So, what if we could take advantage of this predictability? What if we could judge a section’s worth before sending it to the LLM and cut processing costs by simply skipping the noise?
In this article, we’ll look at a new way to limit what the LLM actually reads. By applying the Proxy-Pointer RAG framework and a new metric called Graphability Indexing, we can intentionally skip the low-value parts of dense documents. I’ll demonstrate this approach using three large, real-world corporate Credit Agreements—from Emerson, AT&T, and Texas Roadhouse—to show how this method significantly reduces extraction costs compared to whole-document processing, while still keeping the Knowledge Graph intact.
Quick Recap: Proxy-Pointer Fundamentals
Proxy-Pointer is an advanced RAG method that offers precise handling of intricate documents, such as annual reports and credit agreements, at no extra cost over standard Vector RAG. Traditional vector RAG breaks files into blind pieces, creates embeddings, and pulls the top matches by cosine similarity. Even with overlapping or smarter slicing, this isn’t reliable for relationship extraction in enterprise knowledge graphs because splitting breaks up context and increases the risk of the model making things up.

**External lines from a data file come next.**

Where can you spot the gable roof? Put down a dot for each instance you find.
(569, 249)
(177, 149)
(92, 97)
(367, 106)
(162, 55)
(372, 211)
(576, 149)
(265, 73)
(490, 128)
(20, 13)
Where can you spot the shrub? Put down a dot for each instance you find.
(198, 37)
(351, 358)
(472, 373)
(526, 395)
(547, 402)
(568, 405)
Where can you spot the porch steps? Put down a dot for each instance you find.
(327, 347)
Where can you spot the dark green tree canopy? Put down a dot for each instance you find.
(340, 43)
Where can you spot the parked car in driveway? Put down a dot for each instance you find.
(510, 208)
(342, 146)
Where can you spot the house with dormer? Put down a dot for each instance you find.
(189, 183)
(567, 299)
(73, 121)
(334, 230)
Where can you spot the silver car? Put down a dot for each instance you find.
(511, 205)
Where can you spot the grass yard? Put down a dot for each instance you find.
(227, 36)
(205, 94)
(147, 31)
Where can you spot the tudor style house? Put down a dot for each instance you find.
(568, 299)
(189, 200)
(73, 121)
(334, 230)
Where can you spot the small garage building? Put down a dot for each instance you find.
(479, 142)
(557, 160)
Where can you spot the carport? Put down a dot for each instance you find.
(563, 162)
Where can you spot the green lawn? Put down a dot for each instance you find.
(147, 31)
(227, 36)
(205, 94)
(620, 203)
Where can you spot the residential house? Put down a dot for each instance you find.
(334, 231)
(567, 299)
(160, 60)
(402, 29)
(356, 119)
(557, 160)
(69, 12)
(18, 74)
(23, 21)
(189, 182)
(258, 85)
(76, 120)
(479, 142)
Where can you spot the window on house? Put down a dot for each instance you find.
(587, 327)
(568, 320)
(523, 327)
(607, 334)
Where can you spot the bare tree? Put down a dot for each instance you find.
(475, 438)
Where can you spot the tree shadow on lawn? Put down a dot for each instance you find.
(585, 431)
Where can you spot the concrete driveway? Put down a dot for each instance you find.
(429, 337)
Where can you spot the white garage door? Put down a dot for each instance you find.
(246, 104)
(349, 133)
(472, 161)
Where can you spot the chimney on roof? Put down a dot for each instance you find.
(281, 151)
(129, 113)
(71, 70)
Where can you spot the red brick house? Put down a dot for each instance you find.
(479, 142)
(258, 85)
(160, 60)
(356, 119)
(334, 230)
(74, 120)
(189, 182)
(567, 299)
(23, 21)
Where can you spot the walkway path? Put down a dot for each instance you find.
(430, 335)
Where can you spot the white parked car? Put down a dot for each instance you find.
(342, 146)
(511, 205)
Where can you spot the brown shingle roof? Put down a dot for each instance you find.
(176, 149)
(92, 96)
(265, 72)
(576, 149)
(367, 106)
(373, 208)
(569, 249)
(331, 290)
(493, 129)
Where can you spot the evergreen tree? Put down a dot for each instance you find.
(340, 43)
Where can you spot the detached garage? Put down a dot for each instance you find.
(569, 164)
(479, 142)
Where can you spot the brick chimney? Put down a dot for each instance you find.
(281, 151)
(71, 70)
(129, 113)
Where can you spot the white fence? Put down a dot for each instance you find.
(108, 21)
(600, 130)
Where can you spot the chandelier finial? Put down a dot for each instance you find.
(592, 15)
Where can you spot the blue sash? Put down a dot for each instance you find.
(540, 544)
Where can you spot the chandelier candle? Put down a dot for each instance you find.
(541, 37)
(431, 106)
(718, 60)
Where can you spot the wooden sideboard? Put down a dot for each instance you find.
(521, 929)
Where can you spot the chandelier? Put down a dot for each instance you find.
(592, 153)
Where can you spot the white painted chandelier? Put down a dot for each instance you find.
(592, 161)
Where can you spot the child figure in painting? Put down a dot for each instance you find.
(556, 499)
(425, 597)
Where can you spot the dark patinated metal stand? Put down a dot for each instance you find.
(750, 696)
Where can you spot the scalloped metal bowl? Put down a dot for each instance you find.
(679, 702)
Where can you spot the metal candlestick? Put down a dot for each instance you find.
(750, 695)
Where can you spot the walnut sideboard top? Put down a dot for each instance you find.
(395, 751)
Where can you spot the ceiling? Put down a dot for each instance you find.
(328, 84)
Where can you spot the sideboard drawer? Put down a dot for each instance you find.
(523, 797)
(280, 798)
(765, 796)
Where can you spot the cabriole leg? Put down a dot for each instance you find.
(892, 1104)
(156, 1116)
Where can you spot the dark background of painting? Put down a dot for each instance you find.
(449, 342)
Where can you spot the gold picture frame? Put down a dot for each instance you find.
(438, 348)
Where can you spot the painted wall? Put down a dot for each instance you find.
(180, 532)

Proxy-Pointer, on the other hand, views a document as a hierarchy of self-contained semantic blocks (sections). Each block retains its own context, making it ideal for relationship extraction. A LLM is far more accurate at identifying entities and relationships from a focused section in one go than from an entire 100-page file, so repeated passes are usually unnecessary.
The technique uses five zero-cost engineering improvements—a skeleton tree of the document’s structure, breadcrumb tagging, structure-guided chunking, noise filtering, and pointer-based context. We’ll build on several of these ideas here, plus introduce a few new ones. You can find more about Proxy-Pointer in the linked article.
What Others Do to Optimize NER
Before diving into the Proxy-Pointer method, let’s review common optimization strategies used today.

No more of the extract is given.